Re: [PATCH v2] mm: fix the inaccurate memory statistics issue for users
From: Michal Hocko
Date: Tue Jun 10 2025 - 05:59:46 EST
On Mon 09-06-25 17:45:05, Shakeel Butt wrote:
> On Mon, Jun 09, 2025 at 05:17:58PM -0700, Andrew Morton wrote:
> > On Mon, 9 Jun 2025 10:56:46 +0200 Vlastimil Babka <vbabka@xxxxxxx> wrote:
> >
> > > On 6/9/25 10:52 AM, Vlastimil Babka wrote:
> > > > On 6/9/25 10:31 AM, Ritesh Harjani (IBM) wrote:
> > > >> Baolin Wang <baolin.wang@xxxxxxxxxxxxxxxxx> writes:
> > > >>
> > > >>> On 2025/6/9 15:35, Michal Hocko wrote:
> > > >>>> On Mon 09-06-25 10:57:41, Ritesh Harjani wrote:
> > > >>>>>
> > > >>>>> Any reason why we dropped the Fixes tag? I see there were a series of
> > > >>>>> discussion on v1 and it got concluded that the fix was correct, then why
> > > >>>>> drop the fixes tag?
> > > >>>>
> > > >>>> This seems more like an improvement than a bug fix.
> > > >>>
> > > >>> Yes. I don't have a strong opinion on this, but we (Alibaba) will
> > > >>> backport it manually,
> > > >>>
> > > >>> because some of user-space monitoring tools depend
> > > >>> on these statistics.
> > > >>
> > > >> That sounds like a regression then, isn't it?
> > > >
> > > > Hm if counters were accurate before f1a7941243c1 and not afterwards, and
> > > > this is making them accurate again, and some userspace depends on it,
> > > > then Fixes: and stable is probably warranted then. If this was just a
> > > > perf improvement, then not. But AFAIU f1a7941243c1 was the perf
> > > > improvement...
> > >
> > > Dang, should have re-read the commit log of f1a7941243c1 first. It seems
> > > like the error margin due to batching existed also before f1a7941243c1.
> > >
> > > " This patch converts the rss_stats into percpu_counter to convert the
> > > error margin from (nr_threads * 64) to approximately (nr_cpus ^ 2)."
> > >
> > > so if on some systems this means worse margin than before, the above
> > > "if" chain of thought might still hold.
> >
> > f1a7941243c1 seems like a good enough place to tell -stable
> > maintainers where to insert the patch (why does this sound rude).
> >
> > The patch is simple enough.
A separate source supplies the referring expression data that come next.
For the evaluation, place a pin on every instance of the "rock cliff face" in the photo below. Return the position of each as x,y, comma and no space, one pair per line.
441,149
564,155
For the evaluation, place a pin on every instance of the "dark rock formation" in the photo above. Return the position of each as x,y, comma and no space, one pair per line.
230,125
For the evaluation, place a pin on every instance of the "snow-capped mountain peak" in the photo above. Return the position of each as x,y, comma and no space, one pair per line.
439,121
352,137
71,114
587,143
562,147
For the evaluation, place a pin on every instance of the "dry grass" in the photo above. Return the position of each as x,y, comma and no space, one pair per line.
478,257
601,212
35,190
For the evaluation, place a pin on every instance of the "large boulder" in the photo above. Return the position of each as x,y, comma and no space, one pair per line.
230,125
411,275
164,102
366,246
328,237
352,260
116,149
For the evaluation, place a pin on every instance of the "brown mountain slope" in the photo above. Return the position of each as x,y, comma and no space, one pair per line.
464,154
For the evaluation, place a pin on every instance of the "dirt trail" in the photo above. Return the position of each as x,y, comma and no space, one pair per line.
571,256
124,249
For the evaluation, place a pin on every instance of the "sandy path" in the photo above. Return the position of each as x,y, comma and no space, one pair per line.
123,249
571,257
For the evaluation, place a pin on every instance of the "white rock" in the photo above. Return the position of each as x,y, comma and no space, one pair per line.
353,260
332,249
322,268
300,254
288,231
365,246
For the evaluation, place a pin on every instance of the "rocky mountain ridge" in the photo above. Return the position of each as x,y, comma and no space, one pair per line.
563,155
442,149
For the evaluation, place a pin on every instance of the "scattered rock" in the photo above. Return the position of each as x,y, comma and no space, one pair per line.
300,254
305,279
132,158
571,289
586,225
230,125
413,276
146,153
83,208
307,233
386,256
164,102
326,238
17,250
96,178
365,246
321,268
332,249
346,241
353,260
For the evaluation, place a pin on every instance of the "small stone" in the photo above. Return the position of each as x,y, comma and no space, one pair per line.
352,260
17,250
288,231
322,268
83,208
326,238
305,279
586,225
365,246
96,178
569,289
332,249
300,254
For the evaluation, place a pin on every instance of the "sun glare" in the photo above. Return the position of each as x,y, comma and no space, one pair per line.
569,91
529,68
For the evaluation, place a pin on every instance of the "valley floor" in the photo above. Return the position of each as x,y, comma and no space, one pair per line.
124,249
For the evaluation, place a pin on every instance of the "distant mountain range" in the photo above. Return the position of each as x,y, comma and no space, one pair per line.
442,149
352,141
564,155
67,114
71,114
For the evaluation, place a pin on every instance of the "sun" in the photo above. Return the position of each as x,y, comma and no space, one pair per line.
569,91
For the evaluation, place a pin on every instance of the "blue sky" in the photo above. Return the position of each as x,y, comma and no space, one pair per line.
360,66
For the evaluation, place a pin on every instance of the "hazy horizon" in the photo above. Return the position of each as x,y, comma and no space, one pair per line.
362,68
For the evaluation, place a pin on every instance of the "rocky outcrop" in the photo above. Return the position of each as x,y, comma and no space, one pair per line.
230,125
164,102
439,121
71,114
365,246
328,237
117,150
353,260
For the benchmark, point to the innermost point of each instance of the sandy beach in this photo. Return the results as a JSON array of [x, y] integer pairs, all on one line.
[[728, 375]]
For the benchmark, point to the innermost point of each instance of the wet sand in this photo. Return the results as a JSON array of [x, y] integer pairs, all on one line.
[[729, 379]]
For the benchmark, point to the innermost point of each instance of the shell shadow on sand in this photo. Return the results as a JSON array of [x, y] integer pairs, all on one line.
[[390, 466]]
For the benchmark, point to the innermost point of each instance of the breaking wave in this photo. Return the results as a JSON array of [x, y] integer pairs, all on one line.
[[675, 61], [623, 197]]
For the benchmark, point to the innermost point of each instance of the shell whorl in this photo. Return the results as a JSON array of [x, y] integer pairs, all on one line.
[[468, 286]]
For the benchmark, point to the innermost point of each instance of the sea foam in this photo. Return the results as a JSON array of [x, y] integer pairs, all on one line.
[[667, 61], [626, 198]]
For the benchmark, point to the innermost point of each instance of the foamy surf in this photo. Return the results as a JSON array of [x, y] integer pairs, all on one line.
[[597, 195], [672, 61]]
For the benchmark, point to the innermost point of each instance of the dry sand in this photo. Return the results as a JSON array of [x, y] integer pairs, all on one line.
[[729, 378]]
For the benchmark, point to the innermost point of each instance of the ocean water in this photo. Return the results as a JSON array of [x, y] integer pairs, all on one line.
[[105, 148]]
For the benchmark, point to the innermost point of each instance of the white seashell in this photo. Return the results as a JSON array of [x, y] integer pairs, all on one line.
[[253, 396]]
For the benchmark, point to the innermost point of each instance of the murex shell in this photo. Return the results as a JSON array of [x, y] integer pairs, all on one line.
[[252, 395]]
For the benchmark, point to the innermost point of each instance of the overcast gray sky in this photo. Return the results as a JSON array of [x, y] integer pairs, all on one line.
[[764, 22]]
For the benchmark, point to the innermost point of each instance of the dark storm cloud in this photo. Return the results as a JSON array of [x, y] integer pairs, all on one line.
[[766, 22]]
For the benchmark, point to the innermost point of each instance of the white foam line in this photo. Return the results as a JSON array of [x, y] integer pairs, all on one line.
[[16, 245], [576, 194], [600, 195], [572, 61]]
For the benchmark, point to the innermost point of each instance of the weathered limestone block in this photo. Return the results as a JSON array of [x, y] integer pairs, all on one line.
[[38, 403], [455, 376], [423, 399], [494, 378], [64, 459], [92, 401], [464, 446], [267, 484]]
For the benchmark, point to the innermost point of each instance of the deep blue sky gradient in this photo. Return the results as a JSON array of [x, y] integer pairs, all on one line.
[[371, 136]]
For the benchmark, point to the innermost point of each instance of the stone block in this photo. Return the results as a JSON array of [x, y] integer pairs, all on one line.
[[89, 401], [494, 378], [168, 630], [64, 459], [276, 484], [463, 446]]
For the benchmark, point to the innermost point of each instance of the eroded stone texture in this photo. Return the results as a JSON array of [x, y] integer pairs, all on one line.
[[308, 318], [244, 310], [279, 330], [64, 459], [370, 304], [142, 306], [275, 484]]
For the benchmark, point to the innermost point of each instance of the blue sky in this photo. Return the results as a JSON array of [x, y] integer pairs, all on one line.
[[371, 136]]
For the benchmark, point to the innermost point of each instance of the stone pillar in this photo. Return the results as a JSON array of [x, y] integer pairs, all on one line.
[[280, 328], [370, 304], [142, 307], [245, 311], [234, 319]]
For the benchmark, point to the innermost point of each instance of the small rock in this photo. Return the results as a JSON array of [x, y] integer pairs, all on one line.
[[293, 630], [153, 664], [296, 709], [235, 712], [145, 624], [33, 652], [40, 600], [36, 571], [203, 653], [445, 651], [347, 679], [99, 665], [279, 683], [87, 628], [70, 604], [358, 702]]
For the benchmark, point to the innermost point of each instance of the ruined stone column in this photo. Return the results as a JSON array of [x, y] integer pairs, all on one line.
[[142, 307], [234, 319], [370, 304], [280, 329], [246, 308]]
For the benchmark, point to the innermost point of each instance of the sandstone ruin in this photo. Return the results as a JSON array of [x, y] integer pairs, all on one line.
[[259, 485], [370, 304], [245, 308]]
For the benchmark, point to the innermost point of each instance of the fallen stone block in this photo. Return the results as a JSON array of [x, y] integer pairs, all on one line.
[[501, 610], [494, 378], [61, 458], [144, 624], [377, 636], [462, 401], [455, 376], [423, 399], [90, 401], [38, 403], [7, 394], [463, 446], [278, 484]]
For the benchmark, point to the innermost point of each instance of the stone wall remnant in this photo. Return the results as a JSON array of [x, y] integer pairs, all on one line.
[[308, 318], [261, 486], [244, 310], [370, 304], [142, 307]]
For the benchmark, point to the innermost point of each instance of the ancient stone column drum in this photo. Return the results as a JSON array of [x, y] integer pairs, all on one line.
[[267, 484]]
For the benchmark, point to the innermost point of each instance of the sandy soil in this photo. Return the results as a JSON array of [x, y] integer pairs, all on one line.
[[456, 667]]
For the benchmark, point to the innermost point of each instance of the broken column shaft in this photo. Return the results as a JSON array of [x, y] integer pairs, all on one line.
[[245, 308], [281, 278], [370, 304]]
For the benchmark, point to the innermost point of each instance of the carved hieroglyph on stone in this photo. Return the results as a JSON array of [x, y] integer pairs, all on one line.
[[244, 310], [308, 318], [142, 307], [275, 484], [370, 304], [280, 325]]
I'll add fixes:f1a7941243c1 and cc:stable
> > and, as the problem has been there for years, I'll leave the patch in
> > mm-unstable so it will eventually get into LTS, in a well tested state.
>
> One thing f1a7941243c1 noted was that the percpu counter conversion
> enabled us to get more accurate stats with some cpu cost and in this
> patch Baolin has shown that the cpu cost of accurate stats is
> reasonable, so seems safe for stable backport. Also it seems like
> multiple users are impacted by this issue, so I am fine with stable
> backport.
Fair point.
--
Michal Hocko
SUSE Labs